Coming off its third straight losing season, UVa was picked to finish fifth in the ACC’s six-team Coastal Division this year. If others doubted the ‘Hoos, they never lost faith in themselves, and their reward was an invitation to a highly regarded bowl game.

“I feel proud for the players, because they’ve earned it,” Lazor said. “I think as a team we’ve come a long way from when Coach London took over the program.

“It’s easy in human nature to get a negative attitude when you’re losing. When the focuses continue to be on building the program the correct way, I think it’s been really special for me to watch that the players continue to believe. They believed in Coach London.

“I think confidence is something that’s hard to fake. You really have to earn it, I believe. Over time they have. The No. 1 factor in my mind is they believed in Coach London.”

And now one game remains, one final opportunity for UVa before the calendar flips to 2012.

“We’re just trying to leave Atlanta with another statement,” Moses said.

END OF AN ERA: Frank Quayle announced this week that, after 29 seasons as the color analyst on radio broadcasts of UVa football games, he’ll leave the booth for good after the Chick-fil-A Bowl. Play-by-play announcer Dave Koehn has worked with Quayle, one of the greatest players in UVa history, for four of those seasons. He’ll miss his partner.

“When I think about Frank,” Koehn said Friday, “one of the things that comes to mind first is a game we were doing at Scott Stadium.
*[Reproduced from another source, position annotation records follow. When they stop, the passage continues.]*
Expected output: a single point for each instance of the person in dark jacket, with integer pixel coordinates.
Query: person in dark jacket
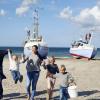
(2, 76)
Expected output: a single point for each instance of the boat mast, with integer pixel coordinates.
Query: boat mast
(36, 24)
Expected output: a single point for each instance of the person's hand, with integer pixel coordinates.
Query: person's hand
(9, 50)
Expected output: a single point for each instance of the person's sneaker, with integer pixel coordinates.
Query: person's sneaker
(21, 78)
(28, 97)
(1, 97)
(16, 81)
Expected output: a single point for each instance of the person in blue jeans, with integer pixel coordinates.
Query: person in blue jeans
(65, 79)
(2, 76)
(14, 67)
(33, 71)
I was kind of immersed in what was going on on the field and looking at my notes, and all of the sudden I look up and I see the videoboard’s got this footage of Frank back in the late ’60s, just running through people, and all of the sudden I look down at the stands and people are clapping, looking up at the press box.

“I looked over at Frank and saw him in that light. It was pretty cool, because I’ve only known him as the analyst, and I’ve only known him for the three years I’ve been here, but I thought that was one of the neat things I got to see.”
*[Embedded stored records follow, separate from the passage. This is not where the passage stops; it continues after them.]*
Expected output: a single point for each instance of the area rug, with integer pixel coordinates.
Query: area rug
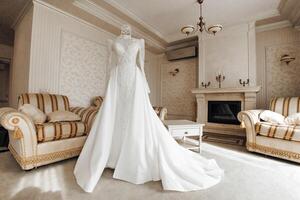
(247, 176)
(224, 139)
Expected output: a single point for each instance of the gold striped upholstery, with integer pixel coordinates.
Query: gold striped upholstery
(285, 105)
(286, 132)
(87, 115)
(60, 130)
(45, 102)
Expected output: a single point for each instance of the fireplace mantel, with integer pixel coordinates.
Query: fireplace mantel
(246, 95)
(226, 90)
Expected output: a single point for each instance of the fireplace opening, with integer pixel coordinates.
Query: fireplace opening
(224, 112)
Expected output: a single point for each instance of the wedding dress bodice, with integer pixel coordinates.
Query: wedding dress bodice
(127, 51)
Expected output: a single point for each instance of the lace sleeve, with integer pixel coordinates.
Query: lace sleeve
(109, 58)
(109, 49)
(142, 62)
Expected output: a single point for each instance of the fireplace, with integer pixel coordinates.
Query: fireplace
(224, 112)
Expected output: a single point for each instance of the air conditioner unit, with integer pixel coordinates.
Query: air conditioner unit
(182, 53)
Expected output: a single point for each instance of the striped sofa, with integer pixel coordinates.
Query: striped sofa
(35, 145)
(277, 140)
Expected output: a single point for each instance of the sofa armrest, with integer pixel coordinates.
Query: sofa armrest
(248, 120)
(161, 112)
(87, 114)
(22, 131)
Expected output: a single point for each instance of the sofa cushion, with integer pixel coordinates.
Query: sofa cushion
(272, 117)
(293, 119)
(60, 130)
(87, 115)
(62, 116)
(37, 116)
(47, 103)
(280, 131)
(285, 105)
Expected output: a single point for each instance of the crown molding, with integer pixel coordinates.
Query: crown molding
(290, 9)
(276, 25)
(22, 13)
(136, 18)
(103, 14)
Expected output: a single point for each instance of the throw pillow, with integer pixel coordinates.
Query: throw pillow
(272, 117)
(63, 116)
(37, 116)
(293, 119)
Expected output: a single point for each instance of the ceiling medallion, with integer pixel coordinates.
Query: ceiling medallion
(201, 26)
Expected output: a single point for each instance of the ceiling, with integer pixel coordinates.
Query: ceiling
(10, 10)
(165, 18)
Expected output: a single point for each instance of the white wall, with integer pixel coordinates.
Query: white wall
(231, 51)
(19, 73)
(69, 56)
(176, 90)
(6, 51)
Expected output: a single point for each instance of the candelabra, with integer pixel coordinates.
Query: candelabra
(220, 78)
(205, 85)
(244, 83)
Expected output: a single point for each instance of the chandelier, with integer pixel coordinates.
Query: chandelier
(201, 26)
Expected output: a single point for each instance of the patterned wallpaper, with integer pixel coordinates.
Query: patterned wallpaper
(176, 90)
(275, 78)
(83, 69)
(284, 79)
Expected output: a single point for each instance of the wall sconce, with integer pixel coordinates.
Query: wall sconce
(287, 58)
(244, 83)
(205, 85)
(173, 73)
(220, 78)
Asked Friday about Quayle, London said, “I know Wahoo Nation is particularly thankful for Frank’s years of service as a player, as a commentator and as a Virginia fan. We wish the best for him. I’ll probably call him up and ask him for any comments he has about games he’s watching.

“Frank, we appreciate you so much for what you mean to the University of Virginia community and all you’ve done. Good luck and well wishes to you and your family.”

Quayle, an electrifying tailback at UVa, was named ACC player of the year in 1968 after rushing 175 times for 1,213 yards and catching 30 passes for 426 yards. His No. 24 is retired at Virginia.

MOVING ON: The team is scheduled to fly home Sunday. Monday will find Gordie Sammis at his new job in New York City.

Sammis, a former UVa offensive lineman, has been one of London’s graduate assistants for the past two seasons. He’s worked this season with the offensive line and the tight ends, and he’ll have a similar role at Columbia University as a full-time assistant coach.

Columbia’s new coach is Pete Mangurian, for whom Lazor worked at Cornell. Mangurian spent time with UVa’s coaching staff early this year in Charlottesville, and Sammis comes to Columbia highly recommended by Lazor and London.

At Columbia, Sammis will coach the tight ends and assist with the offensive line coach.

“Gordie’s done a fantastic job for us,” London said Friday, “as a player and the last couple years as a coach. It’s a perfect situation for him, going to Columbia, coaching for Pete Mangurian, who is a great offensive line coach. I couldn’t be more happy for Gordie to get this opportunity.”